I have posted part of this before, but some further reading has tempted me to do a little revising.
Cruthaitheoir (noun): creator. Cruth (noun): shape. Cruthigh (verb): to create, to shape.
I’ll be honest, I have no idea how to pronounce the Irish Gaelic. Even the net wasn’t much help. Traditionally, when we speak of creation stories we mean that something was brought into existence. But, there can be a second meaning; to bring into a new form. And, since the root word, cruth, means to shape, there is the implication that the Creator is working with something that already exists.
In the Irish mythology that survives, there are no creation myths as we usually understand them. There seem to be no in the beginning there was “nothing” and then there was some “thing.”

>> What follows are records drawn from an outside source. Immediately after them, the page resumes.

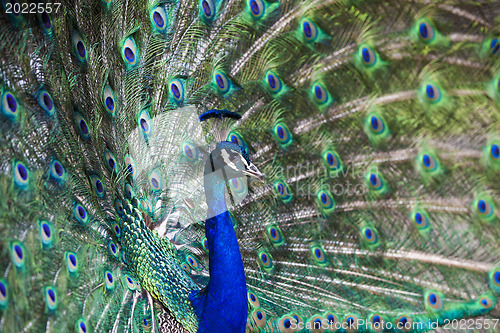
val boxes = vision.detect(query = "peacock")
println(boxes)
[0,0,500,333]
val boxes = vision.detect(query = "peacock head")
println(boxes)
[205,141,264,182]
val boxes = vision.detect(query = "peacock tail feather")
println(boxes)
[0,0,500,333]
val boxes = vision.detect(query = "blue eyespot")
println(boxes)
[75,112,90,140]
[108,240,118,257]
[425,83,441,103]
[149,170,162,191]
[274,123,292,146]
[490,38,500,55]
[71,30,87,62]
[252,309,267,327]
[274,180,292,202]
[44,287,57,312]
[36,89,56,116]
[490,143,500,160]
[368,173,384,190]
[316,191,335,213]
[362,227,378,244]
[200,0,215,21]
[420,153,439,171]
[73,202,90,224]
[259,252,273,269]
[248,0,266,19]
[13,161,30,189]
[10,242,26,269]
[370,115,385,134]
[411,210,429,230]
[170,79,184,103]
[418,22,435,43]
[64,252,78,276]
[38,221,54,249]
[150,7,168,32]
[247,291,260,308]
[125,156,136,178]
[90,176,105,198]
[301,19,318,42]
[104,271,115,291]
[102,86,116,116]
[311,246,328,265]
[182,142,198,162]
[215,70,230,94]
[227,132,247,148]
[122,37,139,67]
[266,71,283,93]
[186,254,199,269]
[138,111,153,136]
[111,222,122,239]
[360,46,377,67]
[2,91,19,121]
[476,198,494,218]
[125,274,136,290]
[75,319,87,333]
[181,262,191,274]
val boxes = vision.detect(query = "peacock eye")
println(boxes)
[44,287,57,312]
[360,46,377,67]
[420,153,439,172]
[104,271,115,291]
[10,242,26,269]
[368,173,384,190]
[425,83,441,103]
[370,115,385,134]
[170,79,184,102]
[266,71,283,93]
[425,291,443,311]
[75,319,87,333]
[13,161,29,189]
[418,22,435,43]
[73,202,90,224]
[150,7,168,32]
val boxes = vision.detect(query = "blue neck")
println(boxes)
[195,173,248,333]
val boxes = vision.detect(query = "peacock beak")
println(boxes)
[243,163,264,183]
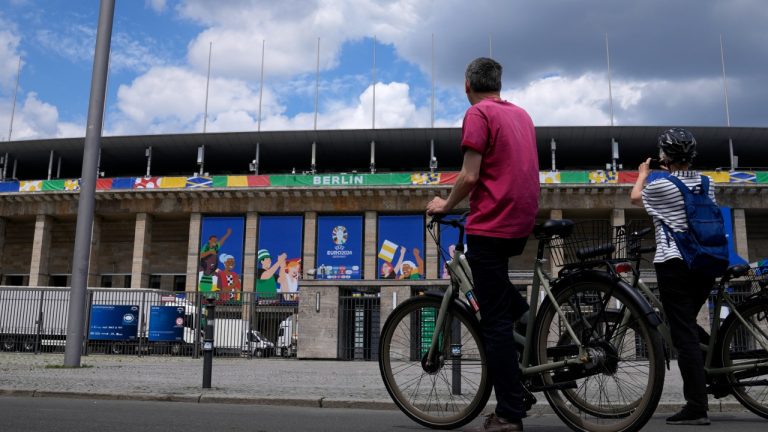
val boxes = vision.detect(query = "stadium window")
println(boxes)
[149,275,163,289]
[173,275,187,292]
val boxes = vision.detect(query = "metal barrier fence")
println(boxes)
[339,287,381,360]
[0,287,299,357]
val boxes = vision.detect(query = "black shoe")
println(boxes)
[464,414,523,432]
[667,408,710,426]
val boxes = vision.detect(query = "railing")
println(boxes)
[0,288,299,357]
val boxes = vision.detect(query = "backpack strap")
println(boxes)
[661,175,692,246]
[701,175,709,196]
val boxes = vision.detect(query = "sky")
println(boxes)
[0,0,768,141]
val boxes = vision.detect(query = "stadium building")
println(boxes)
[0,127,768,359]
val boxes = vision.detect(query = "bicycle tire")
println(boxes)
[534,280,665,432]
[718,298,768,419]
[379,296,492,429]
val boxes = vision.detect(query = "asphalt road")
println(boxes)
[0,397,768,432]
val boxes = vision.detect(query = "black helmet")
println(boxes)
[659,128,696,163]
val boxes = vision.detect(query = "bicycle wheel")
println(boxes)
[379,296,491,429]
[719,299,768,418]
[535,281,664,432]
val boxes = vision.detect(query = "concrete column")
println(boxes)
[379,285,411,332]
[733,209,750,262]
[29,215,53,286]
[0,218,6,276]
[301,212,316,276]
[297,285,339,359]
[424,218,438,279]
[88,216,102,287]
[131,213,152,288]
[611,209,627,226]
[363,212,379,280]
[240,212,259,292]
[186,213,203,292]
[549,209,563,275]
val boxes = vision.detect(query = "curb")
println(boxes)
[0,389,749,417]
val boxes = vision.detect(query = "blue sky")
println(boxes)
[0,0,768,140]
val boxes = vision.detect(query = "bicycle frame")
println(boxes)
[427,230,589,376]
[622,258,768,376]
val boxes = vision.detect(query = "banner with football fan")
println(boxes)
[314,215,363,280]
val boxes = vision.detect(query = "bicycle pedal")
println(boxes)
[523,386,538,411]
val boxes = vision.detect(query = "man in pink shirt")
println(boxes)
[427,58,539,431]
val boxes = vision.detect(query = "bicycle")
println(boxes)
[617,227,768,419]
[379,216,665,432]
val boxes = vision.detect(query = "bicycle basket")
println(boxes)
[744,264,768,297]
[547,220,626,266]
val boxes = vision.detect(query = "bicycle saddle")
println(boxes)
[533,219,573,239]
[723,264,749,279]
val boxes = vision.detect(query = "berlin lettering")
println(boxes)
[312,175,365,186]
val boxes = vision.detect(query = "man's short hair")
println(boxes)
[464,57,501,93]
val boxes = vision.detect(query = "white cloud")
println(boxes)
[145,0,167,13]
[179,0,428,78]
[502,74,647,126]
[107,62,430,135]
[0,92,85,141]
[35,24,96,62]
[0,17,21,93]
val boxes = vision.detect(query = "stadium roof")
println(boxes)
[0,126,768,180]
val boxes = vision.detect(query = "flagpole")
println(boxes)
[605,33,613,127]
[430,33,435,129]
[203,42,213,133]
[488,33,493,58]
[256,39,266,132]
[720,34,736,171]
[64,0,115,367]
[371,35,376,129]
[3,56,21,141]
[314,38,320,130]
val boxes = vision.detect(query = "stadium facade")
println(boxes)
[0,127,768,358]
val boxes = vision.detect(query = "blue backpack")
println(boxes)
[662,176,728,277]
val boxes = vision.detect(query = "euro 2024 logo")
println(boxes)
[332,225,349,245]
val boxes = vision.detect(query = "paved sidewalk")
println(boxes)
[0,353,743,413]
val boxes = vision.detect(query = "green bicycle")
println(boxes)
[379,216,665,432]
[617,227,768,418]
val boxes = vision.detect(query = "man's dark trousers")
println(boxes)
[655,259,715,413]
[467,235,528,420]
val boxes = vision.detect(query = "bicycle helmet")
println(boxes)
[659,128,696,163]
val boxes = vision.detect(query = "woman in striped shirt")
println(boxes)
[630,128,715,425]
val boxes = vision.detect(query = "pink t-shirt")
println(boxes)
[461,99,539,238]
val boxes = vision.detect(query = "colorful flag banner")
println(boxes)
[539,171,560,184]
[110,177,136,189]
[133,177,160,189]
[19,180,43,192]
[560,171,589,183]
[64,180,80,191]
[157,177,187,189]
[411,173,440,185]
[379,240,397,263]
[0,181,19,192]
[731,171,757,183]
[701,171,731,183]
[184,176,213,189]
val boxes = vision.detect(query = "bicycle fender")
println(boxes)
[554,269,662,328]
[424,291,483,321]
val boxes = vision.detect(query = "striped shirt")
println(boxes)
[643,171,717,263]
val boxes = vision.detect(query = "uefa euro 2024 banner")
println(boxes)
[256,216,304,300]
[197,216,245,301]
[377,215,426,279]
[437,215,467,279]
[315,216,363,280]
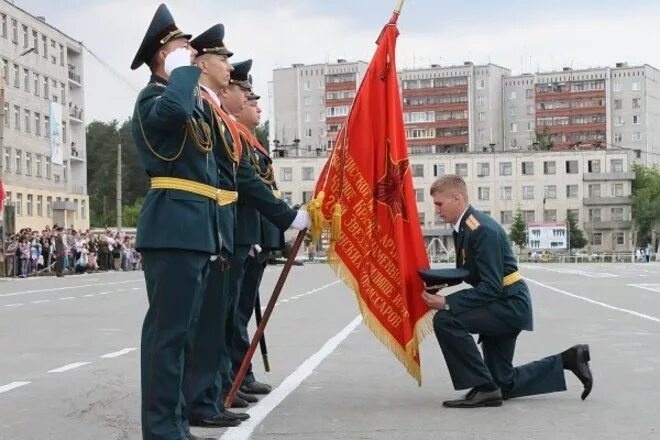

The eternally curious scribes in the old Irish monasteries translated, copied and recopied every scrap of paper that came their way. It’s likely that they would have copied a pagan story of creation if they had access to one, even if they reworked it to give it a less pagan emphasis.
Or perhaps, as Tom Cowan author of Yearning for the Wind suggests, the Irish Celts didn’t have an “In the beginning” story. The universe didn’t have to come into
“existence” because it has always existed. If, somehow, the universe has always existed then the Creator has always existed, does exist and will always exist. Creation becomes a reshaping, not a sudden appearance of something out of nothing.
So where did the raw material for reshaping come from? Cowan believes that the raw material comes from the Creator. The ever changing, ever shifting and always becoming universe is the essence of the Creator.
If Creation is made of the stuff of the Creator then all Creation is shared. The birds, the trees, the grasses, the sea, the smallest grain of sand, the smallest seed are part of us and we are part of that Creation. Imagine a world where we respected each other because of our shared Creation. Imagine a world where it would be unthinkable to destroy the natural world because by destroying that world we are destroying ourselves. Imagine a world where human beings act as the co creators we were meant to be instead of the destroyers too many of our businesses and governments have become and claiming that they are committing that destruction in our names.
In the words of Helder Camara late archbishop of Olinda and Recife in northern Brazil “Human beings, who were raised by God to the glory and responsibility of co-creators are destroying nature. Capable of transforming wastes to fertile land, we seem proud of creating deserts.” from Sister Earth: Creation, Ecology and the Sprit.